I am sincerely grateful for all the messages of support, sympathy, and solidarity that I have received over the last few days. I admit I was close to buckling under the pressure. I am not immune to intimidation.
I am sincerely grateful to journalists and media managers from several media houses who did not wait their turn to be targeted by the perpetrators of these vile crimes before they contacted me directly to offer their help.
We often say, glumly, that we have learnt nothing from the killing of Daphne Caruana Galizia. That may be true of the government. But a major portion of the community of journalists in Malta has learnt many important lessons, and of them is that no one is to be left alone.

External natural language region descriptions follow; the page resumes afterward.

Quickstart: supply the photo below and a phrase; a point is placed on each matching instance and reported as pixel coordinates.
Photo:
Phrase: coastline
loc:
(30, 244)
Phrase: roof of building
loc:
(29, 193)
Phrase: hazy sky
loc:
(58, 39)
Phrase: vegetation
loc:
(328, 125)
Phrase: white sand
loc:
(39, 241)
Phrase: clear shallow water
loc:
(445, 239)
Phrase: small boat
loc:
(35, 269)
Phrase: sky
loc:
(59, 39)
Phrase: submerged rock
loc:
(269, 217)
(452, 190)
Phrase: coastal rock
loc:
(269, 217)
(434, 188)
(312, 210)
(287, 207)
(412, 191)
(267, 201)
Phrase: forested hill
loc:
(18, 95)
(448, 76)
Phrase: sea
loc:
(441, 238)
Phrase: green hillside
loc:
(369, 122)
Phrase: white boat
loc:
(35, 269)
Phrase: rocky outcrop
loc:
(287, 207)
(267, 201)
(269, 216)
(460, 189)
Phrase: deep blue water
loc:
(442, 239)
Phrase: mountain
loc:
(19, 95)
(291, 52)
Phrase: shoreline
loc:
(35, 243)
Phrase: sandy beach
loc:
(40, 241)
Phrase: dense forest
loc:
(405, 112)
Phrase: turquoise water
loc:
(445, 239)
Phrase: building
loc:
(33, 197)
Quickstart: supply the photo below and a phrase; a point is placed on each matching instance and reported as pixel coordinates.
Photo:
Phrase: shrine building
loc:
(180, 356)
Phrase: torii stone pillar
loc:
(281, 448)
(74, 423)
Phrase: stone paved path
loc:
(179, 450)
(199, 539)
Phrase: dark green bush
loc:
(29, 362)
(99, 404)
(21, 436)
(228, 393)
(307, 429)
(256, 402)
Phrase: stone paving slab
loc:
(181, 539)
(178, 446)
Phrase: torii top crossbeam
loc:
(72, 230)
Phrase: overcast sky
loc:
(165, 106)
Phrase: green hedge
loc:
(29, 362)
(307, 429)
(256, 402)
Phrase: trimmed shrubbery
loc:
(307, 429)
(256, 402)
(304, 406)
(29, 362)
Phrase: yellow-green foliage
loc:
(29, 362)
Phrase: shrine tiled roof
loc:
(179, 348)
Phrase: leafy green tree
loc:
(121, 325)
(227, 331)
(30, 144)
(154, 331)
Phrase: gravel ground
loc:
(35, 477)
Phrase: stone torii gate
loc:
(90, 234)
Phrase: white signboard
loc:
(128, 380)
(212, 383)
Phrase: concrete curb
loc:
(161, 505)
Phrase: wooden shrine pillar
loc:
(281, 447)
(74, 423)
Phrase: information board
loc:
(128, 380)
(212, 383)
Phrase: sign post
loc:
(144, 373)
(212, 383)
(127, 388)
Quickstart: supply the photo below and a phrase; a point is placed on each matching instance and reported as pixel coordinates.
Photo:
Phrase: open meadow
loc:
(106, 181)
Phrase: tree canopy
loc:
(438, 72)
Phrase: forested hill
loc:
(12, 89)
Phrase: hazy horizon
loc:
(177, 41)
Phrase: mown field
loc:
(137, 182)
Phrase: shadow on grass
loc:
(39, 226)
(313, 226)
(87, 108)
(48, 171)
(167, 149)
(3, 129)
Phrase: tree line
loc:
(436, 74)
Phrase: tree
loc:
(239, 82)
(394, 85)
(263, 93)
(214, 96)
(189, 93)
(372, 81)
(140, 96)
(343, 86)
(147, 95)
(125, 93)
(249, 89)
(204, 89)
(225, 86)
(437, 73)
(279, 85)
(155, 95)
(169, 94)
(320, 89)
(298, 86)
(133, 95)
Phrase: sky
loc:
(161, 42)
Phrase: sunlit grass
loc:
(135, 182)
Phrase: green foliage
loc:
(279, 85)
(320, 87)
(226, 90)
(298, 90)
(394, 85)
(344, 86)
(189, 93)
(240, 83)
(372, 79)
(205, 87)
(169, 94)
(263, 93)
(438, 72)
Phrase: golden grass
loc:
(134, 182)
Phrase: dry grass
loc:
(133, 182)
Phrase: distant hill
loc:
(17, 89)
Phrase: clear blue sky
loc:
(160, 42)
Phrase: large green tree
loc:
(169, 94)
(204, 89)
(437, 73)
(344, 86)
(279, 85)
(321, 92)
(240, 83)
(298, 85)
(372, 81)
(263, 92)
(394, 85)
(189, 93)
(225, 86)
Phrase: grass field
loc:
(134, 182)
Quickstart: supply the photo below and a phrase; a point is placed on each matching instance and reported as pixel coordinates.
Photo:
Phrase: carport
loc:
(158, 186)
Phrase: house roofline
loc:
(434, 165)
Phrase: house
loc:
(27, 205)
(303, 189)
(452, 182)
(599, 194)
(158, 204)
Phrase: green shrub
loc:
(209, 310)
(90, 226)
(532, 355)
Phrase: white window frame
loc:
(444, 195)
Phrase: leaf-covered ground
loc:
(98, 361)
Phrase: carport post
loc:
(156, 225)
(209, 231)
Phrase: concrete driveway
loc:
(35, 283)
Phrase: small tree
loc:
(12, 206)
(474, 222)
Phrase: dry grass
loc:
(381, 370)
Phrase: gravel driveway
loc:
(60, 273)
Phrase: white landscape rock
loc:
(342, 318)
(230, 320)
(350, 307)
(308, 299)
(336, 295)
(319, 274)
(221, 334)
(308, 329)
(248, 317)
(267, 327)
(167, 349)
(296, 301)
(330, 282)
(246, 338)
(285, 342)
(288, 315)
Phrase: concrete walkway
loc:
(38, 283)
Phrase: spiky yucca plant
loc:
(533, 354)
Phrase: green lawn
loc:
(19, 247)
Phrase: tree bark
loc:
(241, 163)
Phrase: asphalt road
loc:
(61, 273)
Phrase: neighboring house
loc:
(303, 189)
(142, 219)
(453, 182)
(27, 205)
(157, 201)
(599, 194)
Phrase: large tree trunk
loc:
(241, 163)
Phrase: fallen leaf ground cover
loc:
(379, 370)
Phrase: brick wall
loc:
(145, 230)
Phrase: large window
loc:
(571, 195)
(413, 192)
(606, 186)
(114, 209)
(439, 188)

I feel stronger. I feel up for a fight. Not just to assert some right of mine to impose my views on others. But to defend the right of anyone and everyone to acquire the information they want and they need to be able to make informed, democratic decisions as citizens.
From my point of view, I have had to think hard about the safety of my family and my safety as well. But there’s an even more important consideration. What is happening to us is a threat to the safety of what is left of our democracy.
We cannot have free and fair elections if people are denied, through sabotage, deceit, or under the pressure of the overwhelming resources of the mafia, the means to discern between lies and the truth.
The mafia is the criminal interest, transparent in those fake websites and fake emails, of a man charged with killing a journalist and using any means necessary to avoid a heavy prison sentence.
But as Yorgen Fenech sometimes implied, he too can be used. His motivations, his resources, his network, is used by the wider mafia interest that hops onto his criminal back to reach their own ends.
The mafia that captured our State does not want to give it up. They don’t want to give up their access to the institutions that enable them. They don’t want to give up the lucrative direct orders, the influential positions of trust, the opportunities for lucre, and the clout of the demimonde they have built for themselves.
And therefore the partnership between politicians and criminals dressed as businessmen is renewing itself and this assault on the free press, on the Parliamentary Opposition, on the surviving family of Daphne Caruana Galizia, is but another newly opened front in the battle between the mafia and the forces of good in the country.
As Robert Abela sits back in silence while this happens, watch him benefit from it all, as Joseph Muscat did before him. This campaign too is coming from Castille.
I confess there are times when even I am tempted to give up, rarely out of the frustration of futility, more likely out of fear for the safety of my family. I’m not surprised, shocked, or angry at anyone who’d rather stay home and not fight for our right to information, free elections and democratic life.
But if you can muster the strength, if you can express your solidarity and assert your own rights, by doing more than sending a very welcome email or message to your journalist or MP, join us in Valletta on 31 August at 18:30.
We all feel fear. But we would all be stronger together.